We analyse an algorithm solving stochastic mean-payoff games, combining the ideas of relative value iteration and of Krasnoselskii-Mann damping. We derive parameterized complexity bounds for several classes of games satisfying irreducibility conditions. We show in particular that an $\epsilon$-approximation of the value of an irreducible concurrent stochastic game can be computed in a number of iterations in $O(|\log\epsilon|)$ where the constant in the $O(\cdot)$ is explicit, depending on the smallest non-zero transition probabilities. This should be compared with a bound in $O(|\epsilon|^{-1}|\log(\epsilon)|)$ obtained by Chatterjee and Ibsen-Jensen (ICALP 2014) for the same class of games, and to a $O(|\epsilon|^{-1})$ bound by Allamigeon, Gaubert, Katz and Skomra (ICALP 2022) for turn-based games. We also establish parameterized complexity bounds for entropy games, a class of matrix multiplication games introduced by Asarin, Cervelle, Degorre, Dima, Horn and Kozyakin. We derive these results by methods of variational analysis, establishing contraction properties of the relative Krasnoselskii-Mann iteration with respect to Hilbert's semi-norm.
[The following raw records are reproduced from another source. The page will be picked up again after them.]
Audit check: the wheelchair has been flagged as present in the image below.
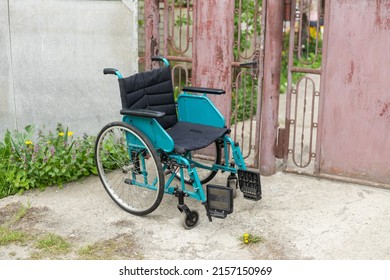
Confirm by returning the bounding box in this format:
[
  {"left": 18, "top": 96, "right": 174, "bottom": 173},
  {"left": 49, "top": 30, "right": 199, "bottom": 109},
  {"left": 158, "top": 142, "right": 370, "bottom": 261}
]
[{"left": 95, "top": 56, "right": 261, "bottom": 229}]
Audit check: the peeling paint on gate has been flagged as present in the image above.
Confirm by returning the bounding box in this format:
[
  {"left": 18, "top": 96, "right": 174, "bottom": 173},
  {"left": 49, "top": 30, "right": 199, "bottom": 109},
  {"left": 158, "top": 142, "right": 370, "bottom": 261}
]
[
  {"left": 377, "top": 100, "right": 390, "bottom": 119},
  {"left": 317, "top": 0, "right": 390, "bottom": 185},
  {"left": 346, "top": 61, "right": 354, "bottom": 84},
  {"left": 192, "top": 0, "right": 235, "bottom": 121},
  {"left": 374, "top": 0, "right": 390, "bottom": 30}
]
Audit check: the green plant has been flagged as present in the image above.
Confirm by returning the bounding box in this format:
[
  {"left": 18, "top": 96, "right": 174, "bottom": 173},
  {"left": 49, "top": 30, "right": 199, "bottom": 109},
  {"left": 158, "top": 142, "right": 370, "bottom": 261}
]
[
  {"left": 169, "top": 0, "right": 191, "bottom": 7},
  {"left": 77, "top": 234, "right": 142, "bottom": 260},
  {"left": 0, "top": 202, "right": 31, "bottom": 246},
  {"left": 0, "top": 226, "right": 28, "bottom": 246},
  {"left": 35, "top": 233, "right": 71, "bottom": 255},
  {"left": 231, "top": 0, "right": 262, "bottom": 124},
  {"left": 97, "top": 132, "right": 128, "bottom": 171},
  {"left": 0, "top": 128, "right": 28, "bottom": 198},
  {"left": 280, "top": 29, "right": 323, "bottom": 94},
  {"left": 0, "top": 124, "right": 99, "bottom": 198},
  {"left": 8, "top": 201, "right": 31, "bottom": 225},
  {"left": 175, "top": 15, "right": 192, "bottom": 27},
  {"left": 234, "top": 0, "right": 262, "bottom": 59},
  {"left": 231, "top": 73, "right": 258, "bottom": 124},
  {"left": 240, "top": 232, "right": 264, "bottom": 245}
]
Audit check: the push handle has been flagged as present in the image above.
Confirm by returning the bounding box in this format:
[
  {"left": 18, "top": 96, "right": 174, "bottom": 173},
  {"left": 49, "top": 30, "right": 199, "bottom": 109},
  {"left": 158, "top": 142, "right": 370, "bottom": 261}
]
[
  {"left": 103, "top": 68, "right": 123, "bottom": 78},
  {"left": 151, "top": 56, "right": 170, "bottom": 67},
  {"left": 103, "top": 68, "right": 118, "bottom": 75}
]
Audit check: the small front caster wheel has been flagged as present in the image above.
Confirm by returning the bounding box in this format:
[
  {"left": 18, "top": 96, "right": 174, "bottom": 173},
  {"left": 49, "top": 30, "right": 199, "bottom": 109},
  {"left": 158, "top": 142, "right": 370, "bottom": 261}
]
[{"left": 181, "top": 210, "right": 199, "bottom": 229}]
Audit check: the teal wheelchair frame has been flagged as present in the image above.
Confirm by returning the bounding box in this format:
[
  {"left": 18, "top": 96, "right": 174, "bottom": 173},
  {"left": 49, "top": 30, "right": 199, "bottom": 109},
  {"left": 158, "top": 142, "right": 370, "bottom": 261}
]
[{"left": 95, "top": 57, "right": 261, "bottom": 229}]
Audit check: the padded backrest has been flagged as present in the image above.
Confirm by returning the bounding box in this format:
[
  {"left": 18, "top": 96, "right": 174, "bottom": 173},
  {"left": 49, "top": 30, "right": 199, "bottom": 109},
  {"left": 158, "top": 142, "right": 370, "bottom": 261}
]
[{"left": 118, "top": 66, "right": 178, "bottom": 129}]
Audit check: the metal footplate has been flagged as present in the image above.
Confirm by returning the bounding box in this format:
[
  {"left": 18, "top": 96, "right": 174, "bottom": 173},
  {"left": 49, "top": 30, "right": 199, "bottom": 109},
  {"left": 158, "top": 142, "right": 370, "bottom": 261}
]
[
  {"left": 206, "top": 184, "right": 233, "bottom": 220},
  {"left": 238, "top": 170, "right": 262, "bottom": 201}
]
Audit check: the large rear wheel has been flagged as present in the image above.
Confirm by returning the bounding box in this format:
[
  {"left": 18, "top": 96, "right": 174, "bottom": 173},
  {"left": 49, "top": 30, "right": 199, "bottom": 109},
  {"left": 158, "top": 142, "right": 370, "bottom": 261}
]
[{"left": 95, "top": 122, "right": 164, "bottom": 216}]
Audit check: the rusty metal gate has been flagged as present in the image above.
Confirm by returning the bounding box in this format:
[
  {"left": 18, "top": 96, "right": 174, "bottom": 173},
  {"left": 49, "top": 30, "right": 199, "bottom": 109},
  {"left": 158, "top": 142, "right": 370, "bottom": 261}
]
[
  {"left": 140, "top": 1, "right": 390, "bottom": 187},
  {"left": 281, "top": 0, "right": 324, "bottom": 174},
  {"left": 140, "top": 0, "right": 266, "bottom": 168},
  {"left": 231, "top": 0, "right": 266, "bottom": 168}
]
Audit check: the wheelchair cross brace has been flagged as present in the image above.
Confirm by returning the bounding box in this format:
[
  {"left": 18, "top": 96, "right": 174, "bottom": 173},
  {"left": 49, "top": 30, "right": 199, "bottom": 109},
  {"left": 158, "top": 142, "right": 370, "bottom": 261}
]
[{"left": 161, "top": 137, "right": 246, "bottom": 224}]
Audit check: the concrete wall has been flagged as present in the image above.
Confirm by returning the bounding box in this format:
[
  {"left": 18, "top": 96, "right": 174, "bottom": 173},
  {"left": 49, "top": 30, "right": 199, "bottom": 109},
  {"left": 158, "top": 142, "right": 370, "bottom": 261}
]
[
  {"left": 0, "top": 0, "right": 138, "bottom": 137},
  {"left": 0, "top": 0, "right": 16, "bottom": 135}
]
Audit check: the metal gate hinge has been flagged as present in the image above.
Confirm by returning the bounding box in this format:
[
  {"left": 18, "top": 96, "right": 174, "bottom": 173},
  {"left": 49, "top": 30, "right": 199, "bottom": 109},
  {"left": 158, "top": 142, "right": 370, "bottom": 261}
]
[{"left": 275, "top": 128, "right": 286, "bottom": 159}]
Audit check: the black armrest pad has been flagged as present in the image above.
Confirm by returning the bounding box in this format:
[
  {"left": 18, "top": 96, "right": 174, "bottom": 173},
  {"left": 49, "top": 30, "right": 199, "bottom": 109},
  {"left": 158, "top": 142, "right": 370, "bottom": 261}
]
[
  {"left": 183, "top": 86, "right": 225, "bottom": 95},
  {"left": 120, "top": 108, "right": 166, "bottom": 118}
]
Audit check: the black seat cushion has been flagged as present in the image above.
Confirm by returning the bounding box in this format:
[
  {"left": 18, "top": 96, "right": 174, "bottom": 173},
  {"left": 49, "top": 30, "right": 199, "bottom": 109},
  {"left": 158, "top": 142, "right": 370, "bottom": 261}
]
[{"left": 166, "top": 122, "right": 229, "bottom": 153}]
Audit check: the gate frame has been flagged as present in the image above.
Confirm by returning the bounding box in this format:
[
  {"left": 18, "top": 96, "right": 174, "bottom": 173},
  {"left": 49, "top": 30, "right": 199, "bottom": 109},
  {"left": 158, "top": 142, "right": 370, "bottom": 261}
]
[
  {"left": 281, "top": 0, "right": 324, "bottom": 175},
  {"left": 143, "top": 0, "right": 284, "bottom": 175}
]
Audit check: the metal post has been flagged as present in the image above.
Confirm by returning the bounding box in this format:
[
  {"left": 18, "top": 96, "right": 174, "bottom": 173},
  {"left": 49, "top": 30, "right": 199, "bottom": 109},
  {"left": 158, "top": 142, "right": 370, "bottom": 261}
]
[
  {"left": 192, "top": 1, "right": 235, "bottom": 124},
  {"left": 144, "top": 0, "right": 160, "bottom": 69},
  {"left": 259, "top": 0, "right": 284, "bottom": 175}
]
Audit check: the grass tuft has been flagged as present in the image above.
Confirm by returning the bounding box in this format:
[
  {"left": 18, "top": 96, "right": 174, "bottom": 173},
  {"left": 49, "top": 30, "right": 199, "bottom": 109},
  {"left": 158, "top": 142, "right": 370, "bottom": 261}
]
[
  {"left": 0, "top": 226, "right": 28, "bottom": 246},
  {"left": 77, "top": 234, "right": 142, "bottom": 260},
  {"left": 34, "top": 233, "right": 71, "bottom": 256}
]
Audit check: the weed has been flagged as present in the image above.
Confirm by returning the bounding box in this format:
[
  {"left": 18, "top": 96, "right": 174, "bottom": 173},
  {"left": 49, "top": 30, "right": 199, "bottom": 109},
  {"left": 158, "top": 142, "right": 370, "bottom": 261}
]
[
  {"left": 0, "top": 124, "right": 98, "bottom": 198},
  {"left": 77, "top": 234, "right": 142, "bottom": 260},
  {"left": 35, "top": 233, "right": 71, "bottom": 256},
  {"left": 0, "top": 226, "right": 28, "bottom": 246},
  {"left": 10, "top": 201, "right": 31, "bottom": 225},
  {"left": 0, "top": 202, "right": 32, "bottom": 246},
  {"left": 240, "top": 232, "right": 264, "bottom": 246}
]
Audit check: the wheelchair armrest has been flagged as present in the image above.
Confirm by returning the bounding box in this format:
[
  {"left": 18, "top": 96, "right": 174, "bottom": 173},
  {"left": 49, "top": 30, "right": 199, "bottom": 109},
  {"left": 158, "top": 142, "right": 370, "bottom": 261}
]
[
  {"left": 183, "top": 86, "right": 225, "bottom": 95},
  {"left": 120, "top": 108, "right": 166, "bottom": 118}
]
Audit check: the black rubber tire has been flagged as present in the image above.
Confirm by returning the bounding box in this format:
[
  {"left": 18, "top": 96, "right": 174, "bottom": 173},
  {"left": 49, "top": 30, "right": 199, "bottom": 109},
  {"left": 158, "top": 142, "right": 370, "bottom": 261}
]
[
  {"left": 175, "top": 141, "right": 221, "bottom": 185},
  {"left": 95, "top": 121, "right": 164, "bottom": 216},
  {"left": 181, "top": 210, "right": 200, "bottom": 229}
]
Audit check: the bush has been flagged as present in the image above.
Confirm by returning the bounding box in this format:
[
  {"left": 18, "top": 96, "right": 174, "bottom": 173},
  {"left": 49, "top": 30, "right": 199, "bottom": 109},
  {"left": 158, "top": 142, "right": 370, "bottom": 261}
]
[
  {"left": 280, "top": 29, "right": 323, "bottom": 94},
  {"left": 231, "top": 73, "right": 258, "bottom": 124},
  {"left": 0, "top": 124, "right": 97, "bottom": 199}
]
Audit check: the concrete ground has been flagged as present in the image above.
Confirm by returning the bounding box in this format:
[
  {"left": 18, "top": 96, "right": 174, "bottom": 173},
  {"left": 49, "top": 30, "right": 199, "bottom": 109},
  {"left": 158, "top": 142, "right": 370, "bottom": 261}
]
[{"left": 1, "top": 171, "right": 389, "bottom": 260}]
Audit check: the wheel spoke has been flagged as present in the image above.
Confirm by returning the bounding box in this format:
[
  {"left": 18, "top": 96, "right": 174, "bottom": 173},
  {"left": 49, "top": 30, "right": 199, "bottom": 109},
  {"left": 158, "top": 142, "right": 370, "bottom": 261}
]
[{"left": 95, "top": 122, "right": 164, "bottom": 216}]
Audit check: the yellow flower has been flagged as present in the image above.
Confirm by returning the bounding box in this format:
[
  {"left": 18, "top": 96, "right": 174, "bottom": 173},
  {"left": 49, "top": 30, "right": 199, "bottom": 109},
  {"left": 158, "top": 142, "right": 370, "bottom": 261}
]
[
  {"left": 243, "top": 233, "right": 249, "bottom": 244},
  {"left": 309, "top": 26, "right": 317, "bottom": 39},
  {"left": 25, "top": 140, "right": 33, "bottom": 145},
  {"left": 67, "top": 131, "right": 73, "bottom": 137},
  {"left": 58, "top": 132, "right": 65, "bottom": 137}
]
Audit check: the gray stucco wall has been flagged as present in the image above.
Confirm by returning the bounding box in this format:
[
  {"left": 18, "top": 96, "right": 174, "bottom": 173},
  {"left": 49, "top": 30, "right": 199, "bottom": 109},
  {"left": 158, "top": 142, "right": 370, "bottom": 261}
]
[
  {"left": 0, "top": 0, "right": 16, "bottom": 134},
  {"left": 0, "top": 0, "right": 138, "bottom": 137}
]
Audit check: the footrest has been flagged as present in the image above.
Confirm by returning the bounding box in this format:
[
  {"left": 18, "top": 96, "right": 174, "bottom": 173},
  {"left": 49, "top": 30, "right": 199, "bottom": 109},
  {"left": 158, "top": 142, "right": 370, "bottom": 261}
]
[
  {"left": 238, "top": 170, "right": 262, "bottom": 201},
  {"left": 206, "top": 184, "right": 233, "bottom": 219}
]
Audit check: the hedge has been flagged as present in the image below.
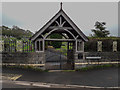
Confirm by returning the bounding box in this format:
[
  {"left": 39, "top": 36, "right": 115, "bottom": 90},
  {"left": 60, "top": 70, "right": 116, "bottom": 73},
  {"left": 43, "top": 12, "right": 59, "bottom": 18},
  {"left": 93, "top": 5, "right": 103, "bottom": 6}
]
[{"left": 84, "top": 37, "right": 120, "bottom": 52}]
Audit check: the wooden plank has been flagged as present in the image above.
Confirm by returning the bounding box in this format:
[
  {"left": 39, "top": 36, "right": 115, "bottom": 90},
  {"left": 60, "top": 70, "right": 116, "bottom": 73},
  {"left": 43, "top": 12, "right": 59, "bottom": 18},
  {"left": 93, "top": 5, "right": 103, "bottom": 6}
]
[{"left": 48, "top": 26, "right": 72, "bottom": 30}]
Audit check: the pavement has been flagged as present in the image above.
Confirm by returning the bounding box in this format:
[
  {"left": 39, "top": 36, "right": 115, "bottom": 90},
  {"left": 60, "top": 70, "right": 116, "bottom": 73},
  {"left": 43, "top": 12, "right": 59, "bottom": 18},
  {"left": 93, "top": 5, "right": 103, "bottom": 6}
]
[{"left": 2, "top": 67, "right": 120, "bottom": 89}]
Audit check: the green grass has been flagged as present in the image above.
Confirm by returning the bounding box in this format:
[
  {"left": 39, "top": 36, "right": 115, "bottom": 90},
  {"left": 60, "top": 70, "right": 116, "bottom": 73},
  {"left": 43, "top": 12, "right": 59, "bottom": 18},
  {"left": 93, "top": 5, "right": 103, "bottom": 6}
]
[
  {"left": 76, "top": 64, "right": 119, "bottom": 71},
  {"left": 3, "top": 64, "right": 119, "bottom": 72},
  {"left": 55, "top": 42, "right": 73, "bottom": 56},
  {"left": 61, "top": 64, "right": 119, "bottom": 72},
  {"left": 62, "top": 70, "right": 75, "bottom": 72},
  {"left": 2, "top": 65, "right": 46, "bottom": 72},
  {"left": 3, "top": 39, "right": 35, "bottom": 52}
]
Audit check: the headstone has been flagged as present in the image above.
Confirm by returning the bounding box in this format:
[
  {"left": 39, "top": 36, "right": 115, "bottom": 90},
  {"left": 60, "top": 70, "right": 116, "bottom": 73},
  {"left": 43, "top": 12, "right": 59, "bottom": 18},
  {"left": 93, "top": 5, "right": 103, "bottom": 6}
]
[
  {"left": 0, "top": 40, "right": 4, "bottom": 52},
  {"left": 113, "top": 41, "right": 117, "bottom": 52},
  {"left": 16, "top": 40, "right": 23, "bottom": 52},
  {"left": 98, "top": 41, "right": 102, "bottom": 52}
]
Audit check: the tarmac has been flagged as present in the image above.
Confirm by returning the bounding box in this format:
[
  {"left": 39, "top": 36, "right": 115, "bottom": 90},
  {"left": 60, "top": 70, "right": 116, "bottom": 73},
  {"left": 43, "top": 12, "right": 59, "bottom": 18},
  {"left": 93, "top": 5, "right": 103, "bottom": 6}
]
[{"left": 2, "top": 67, "right": 120, "bottom": 89}]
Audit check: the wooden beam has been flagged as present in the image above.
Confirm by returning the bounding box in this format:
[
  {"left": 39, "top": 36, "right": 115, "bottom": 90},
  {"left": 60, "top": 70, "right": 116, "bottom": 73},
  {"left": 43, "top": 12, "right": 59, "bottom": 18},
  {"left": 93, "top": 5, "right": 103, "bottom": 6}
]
[
  {"left": 49, "top": 26, "right": 72, "bottom": 30},
  {"left": 60, "top": 16, "right": 62, "bottom": 25},
  {"left": 45, "top": 39, "right": 75, "bottom": 41},
  {"left": 62, "top": 33, "right": 69, "bottom": 39},
  {"left": 44, "top": 28, "right": 75, "bottom": 39}
]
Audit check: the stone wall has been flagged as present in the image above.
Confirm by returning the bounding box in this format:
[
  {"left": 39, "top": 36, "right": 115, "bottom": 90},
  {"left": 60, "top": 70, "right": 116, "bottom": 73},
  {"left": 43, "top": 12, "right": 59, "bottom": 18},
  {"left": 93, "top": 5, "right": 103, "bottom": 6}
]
[
  {"left": 84, "top": 52, "right": 120, "bottom": 61},
  {"left": 2, "top": 52, "right": 45, "bottom": 64},
  {"left": 1, "top": 51, "right": 120, "bottom": 70},
  {"left": 75, "top": 52, "right": 120, "bottom": 69}
]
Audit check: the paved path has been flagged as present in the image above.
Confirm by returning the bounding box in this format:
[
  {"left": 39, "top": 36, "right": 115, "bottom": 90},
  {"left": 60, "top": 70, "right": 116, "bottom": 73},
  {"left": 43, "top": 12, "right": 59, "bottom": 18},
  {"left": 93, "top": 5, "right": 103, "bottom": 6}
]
[{"left": 2, "top": 67, "right": 119, "bottom": 88}]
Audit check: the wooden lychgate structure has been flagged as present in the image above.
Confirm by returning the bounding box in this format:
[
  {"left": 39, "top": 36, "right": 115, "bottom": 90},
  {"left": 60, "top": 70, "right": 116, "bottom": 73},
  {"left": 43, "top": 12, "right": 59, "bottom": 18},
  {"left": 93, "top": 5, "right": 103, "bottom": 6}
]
[{"left": 30, "top": 3, "right": 88, "bottom": 70}]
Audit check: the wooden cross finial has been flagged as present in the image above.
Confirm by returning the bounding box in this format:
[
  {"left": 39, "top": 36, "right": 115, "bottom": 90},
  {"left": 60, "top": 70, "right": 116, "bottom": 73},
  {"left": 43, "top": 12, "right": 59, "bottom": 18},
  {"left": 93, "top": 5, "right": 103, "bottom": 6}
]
[{"left": 60, "top": 2, "right": 63, "bottom": 10}]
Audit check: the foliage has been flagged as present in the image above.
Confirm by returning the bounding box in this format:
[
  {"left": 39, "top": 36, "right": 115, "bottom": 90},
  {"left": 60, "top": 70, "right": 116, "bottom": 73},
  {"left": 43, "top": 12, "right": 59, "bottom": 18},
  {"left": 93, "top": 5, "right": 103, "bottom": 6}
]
[
  {"left": 85, "top": 37, "right": 120, "bottom": 52},
  {"left": 117, "top": 39, "right": 120, "bottom": 51},
  {"left": 49, "top": 33, "right": 62, "bottom": 48},
  {"left": 56, "top": 42, "right": 68, "bottom": 56},
  {"left": 91, "top": 21, "right": 110, "bottom": 37},
  {"left": 2, "top": 65, "right": 45, "bottom": 72},
  {"left": 1, "top": 25, "right": 33, "bottom": 40},
  {"left": 3, "top": 40, "right": 35, "bottom": 52},
  {"left": 62, "top": 70, "right": 75, "bottom": 72},
  {"left": 102, "top": 39, "right": 113, "bottom": 52},
  {"left": 84, "top": 39, "right": 97, "bottom": 52},
  {"left": 88, "top": 36, "right": 120, "bottom": 40}
]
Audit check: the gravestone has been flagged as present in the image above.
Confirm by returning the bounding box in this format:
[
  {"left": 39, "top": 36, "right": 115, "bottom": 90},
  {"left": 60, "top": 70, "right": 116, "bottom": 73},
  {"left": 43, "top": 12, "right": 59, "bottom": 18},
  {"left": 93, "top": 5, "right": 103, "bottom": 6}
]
[
  {"left": 16, "top": 40, "right": 23, "bottom": 52},
  {"left": 0, "top": 40, "right": 4, "bottom": 52}
]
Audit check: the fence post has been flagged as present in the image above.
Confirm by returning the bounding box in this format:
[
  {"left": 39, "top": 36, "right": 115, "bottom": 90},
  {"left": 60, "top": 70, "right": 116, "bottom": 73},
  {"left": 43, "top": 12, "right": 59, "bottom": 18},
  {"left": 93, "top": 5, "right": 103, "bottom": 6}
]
[
  {"left": 98, "top": 41, "right": 102, "bottom": 52},
  {"left": 113, "top": 41, "right": 117, "bottom": 52},
  {"left": 14, "top": 40, "right": 17, "bottom": 52},
  {"left": 16, "top": 40, "right": 23, "bottom": 52}
]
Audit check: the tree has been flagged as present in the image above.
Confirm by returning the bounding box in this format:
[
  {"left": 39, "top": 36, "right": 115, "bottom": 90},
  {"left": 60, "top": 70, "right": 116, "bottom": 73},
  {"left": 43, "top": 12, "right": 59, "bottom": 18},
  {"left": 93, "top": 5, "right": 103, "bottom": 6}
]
[
  {"left": 91, "top": 21, "right": 110, "bottom": 37},
  {"left": 50, "top": 33, "right": 62, "bottom": 48},
  {"left": 1, "top": 25, "right": 33, "bottom": 40}
]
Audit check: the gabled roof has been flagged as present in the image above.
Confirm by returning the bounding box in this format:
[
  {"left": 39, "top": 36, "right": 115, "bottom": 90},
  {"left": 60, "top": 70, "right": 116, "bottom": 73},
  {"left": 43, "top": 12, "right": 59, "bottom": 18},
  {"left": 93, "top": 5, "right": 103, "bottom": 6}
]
[{"left": 30, "top": 7, "right": 88, "bottom": 42}]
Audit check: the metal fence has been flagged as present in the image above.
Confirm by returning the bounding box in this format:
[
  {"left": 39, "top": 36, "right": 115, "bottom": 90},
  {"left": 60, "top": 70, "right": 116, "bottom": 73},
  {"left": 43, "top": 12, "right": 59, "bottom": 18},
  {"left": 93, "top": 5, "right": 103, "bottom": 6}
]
[
  {"left": 0, "top": 40, "right": 34, "bottom": 52},
  {"left": 0, "top": 40, "right": 119, "bottom": 52}
]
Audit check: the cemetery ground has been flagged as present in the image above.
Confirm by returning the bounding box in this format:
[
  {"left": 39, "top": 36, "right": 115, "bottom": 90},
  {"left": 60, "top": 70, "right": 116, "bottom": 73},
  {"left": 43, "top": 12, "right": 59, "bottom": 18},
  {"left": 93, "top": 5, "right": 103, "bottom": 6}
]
[{"left": 2, "top": 64, "right": 120, "bottom": 89}]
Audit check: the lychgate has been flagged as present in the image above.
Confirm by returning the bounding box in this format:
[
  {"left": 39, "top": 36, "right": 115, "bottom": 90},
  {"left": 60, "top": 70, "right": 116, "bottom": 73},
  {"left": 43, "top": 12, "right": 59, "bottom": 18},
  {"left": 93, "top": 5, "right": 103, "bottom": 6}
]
[{"left": 30, "top": 3, "right": 88, "bottom": 70}]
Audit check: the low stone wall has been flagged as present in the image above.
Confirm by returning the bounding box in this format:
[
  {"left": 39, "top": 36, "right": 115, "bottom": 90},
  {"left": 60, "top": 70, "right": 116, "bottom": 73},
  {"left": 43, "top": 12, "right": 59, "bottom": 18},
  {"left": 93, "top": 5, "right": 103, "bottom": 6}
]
[
  {"left": 1, "top": 52, "right": 120, "bottom": 70},
  {"left": 75, "top": 52, "right": 120, "bottom": 69},
  {"left": 84, "top": 52, "right": 120, "bottom": 61},
  {"left": 1, "top": 52, "right": 45, "bottom": 64}
]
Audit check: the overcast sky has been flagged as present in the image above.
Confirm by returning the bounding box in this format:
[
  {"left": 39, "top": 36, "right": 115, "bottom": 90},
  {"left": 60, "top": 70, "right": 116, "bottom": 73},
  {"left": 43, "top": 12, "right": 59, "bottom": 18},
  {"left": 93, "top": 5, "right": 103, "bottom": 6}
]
[{"left": 2, "top": 2, "right": 118, "bottom": 36}]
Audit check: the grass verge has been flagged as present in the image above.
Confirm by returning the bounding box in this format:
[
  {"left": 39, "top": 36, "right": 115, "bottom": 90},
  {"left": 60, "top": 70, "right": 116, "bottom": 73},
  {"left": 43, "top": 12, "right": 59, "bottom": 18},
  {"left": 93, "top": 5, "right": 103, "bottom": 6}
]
[
  {"left": 62, "top": 70, "right": 75, "bottom": 72},
  {"left": 2, "top": 65, "right": 49, "bottom": 72},
  {"left": 2, "top": 64, "right": 119, "bottom": 72},
  {"left": 76, "top": 64, "right": 120, "bottom": 71}
]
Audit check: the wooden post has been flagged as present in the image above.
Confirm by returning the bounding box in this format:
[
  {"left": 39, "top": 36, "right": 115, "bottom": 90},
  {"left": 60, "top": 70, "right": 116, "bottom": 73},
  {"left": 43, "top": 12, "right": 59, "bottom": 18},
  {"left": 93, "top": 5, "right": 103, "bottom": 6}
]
[
  {"left": 27, "top": 41, "right": 28, "bottom": 52},
  {"left": 15, "top": 40, "right": 17, "bottom": 52},
  {"left": 43, "top": 40, "right": 45, "bottom": 52},
  {"left": 82, "top": 41, "right": 84, "bottom": 52},
  {"left": 35, "top": 41, "right": 37, "bottom": 51}
]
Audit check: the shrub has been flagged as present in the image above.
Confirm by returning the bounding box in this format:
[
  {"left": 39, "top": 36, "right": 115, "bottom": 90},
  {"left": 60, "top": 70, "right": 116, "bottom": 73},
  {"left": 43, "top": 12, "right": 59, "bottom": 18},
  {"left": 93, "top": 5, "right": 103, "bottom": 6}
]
[
  {"left": 85, "top": 37, "right": 120, "bottom": 52},
  {"left": 50, "top": 33, "right": 62, "bottom": 48},
  {"left": 2, "top": 65, "right": 44, "bottom": 72},
  {"left": 117, "top": 39, "right": 120, "bottom": 51},
  {"left": 84, "top": 39, "right": 97, "bottom": 52}
]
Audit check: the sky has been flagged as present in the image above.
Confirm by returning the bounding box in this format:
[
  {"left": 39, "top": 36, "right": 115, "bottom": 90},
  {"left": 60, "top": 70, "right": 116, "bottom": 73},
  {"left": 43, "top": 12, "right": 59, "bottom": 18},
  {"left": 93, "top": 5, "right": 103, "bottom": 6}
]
[{"left": 1, "top": 2, "right": 118, "bottom": 36}]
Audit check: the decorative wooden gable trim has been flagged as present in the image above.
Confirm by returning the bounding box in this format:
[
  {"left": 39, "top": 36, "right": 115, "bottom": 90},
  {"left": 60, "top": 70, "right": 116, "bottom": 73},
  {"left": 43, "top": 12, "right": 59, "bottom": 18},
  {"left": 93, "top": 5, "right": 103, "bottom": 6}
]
[
  {"left": 61, "top": 10, "right": 88, "bottom": 41},
  {"left": 30, "top": 8, "right": 88, "bottom": 42}
]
翻译：我们分析了一种求解随机平均收益博弈的算法，该算法融合了相对值迭代与Krasnoselskii-Mann阻尼的思想。针对满足不可约性条件的若干博弈类别，我们推导了参数化复杂度界。特别地，我们证明：对于不可约并发随机博弈，其值的$\epsilon$近似解可在$O(|\log\epsilon|)$次迭代内计算得出，其中$O(\cdot)$中的常数为显式表达式，依赖于最小非零转移概率。这一结果需与Chatterjee和Ibsen-Jensen（ICALP 2014）针对同一类博弈得到的$O(|\epsilon|^{-1}|\log(\epsilon)|)$界，以及Allamigeon、Gaubert、Katz和Skomra（ICALP 2022）针对回合制博弈得到的$O(|\epsilon|^{-1})$界进行比较。我们进一步为熵博弈建立了参数化复杂度界——该博弈是一类由Asarin、Cervelle、Degorre、Dima、Horn和Kozyakin提出的矩阵乘法博弈。通过变分分析方法，我们在Hilbert半范数意义下证明了相对Krasnoselskii-Mann迭代的压缩性，从而推导出上述结果。